DNA test performed by Sanger sequencing to detect mutations within sequenced regions of POLE(NM_006231) including exons 9 (codons 268-303), 11 (codons 358-368), 13 (codons410-453) and 14 (codons 454- 483). The most common POLE mutations include P286R, V411L, S297F, A456P and S459F.
Somatic POLE mutations, primarily affecting the exonuclease domain and proofreading capability of the DNA polymerase epsilon (encoded by the POLE gene), are present in approximate 5-16% of endometrial carcinomas and define a subgroup with numerous mutations (‘ultramutated’; ≥ 100 mutations/Mb), enhanced immune response and excellent clinical outcomes.
Endometrial carcinomas with pathogenic POLE mutations have thus been codified as a distinct clinical entity according to the National Comprehensive Cancer Network (NCCN)guidelines.
Somatic POLE mutations are also present in 1-2% of colorectal carcinomas.
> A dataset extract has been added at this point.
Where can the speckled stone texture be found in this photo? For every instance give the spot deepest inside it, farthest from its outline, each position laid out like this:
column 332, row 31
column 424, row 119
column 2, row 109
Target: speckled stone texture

Germline POLE mutations –particularly L242V – are also described and are associated with polymerase proofreading-associated polyposis syndrome (PPAP).
This testing is applied only to neoplastic tissue and cannot reliably distinguish between somatic and germline mutations. Genetic counseling and/or germline testing may be indicated to make this distinction.
The limit of detection of this assay is 50% mutation-bearing cells.
Formalin-fixed,paraffin-embedded tissue (with high percentage of neoplastic cells preferred) or slides (1 H&E slide, plus 5-10 unstained, unbaked slides cut at 5+ microns).
For exhausted FFPE tissue, the original H&E slide (s) may be extracted (previously saving a digital image of the slide).
A Diff-Quik or Papanicolaou stained aspirate smear (preferably containing a high percentage and overall number of neoplastic cells) is also acceptable.
Extracted DNA from a CLIA certified lab may be accepted, ensuring viability and neoplastic cells comprise at least 50% of cellularity.
Use cold pack for transport.Make sure cold pack is not in direct contact with specimen.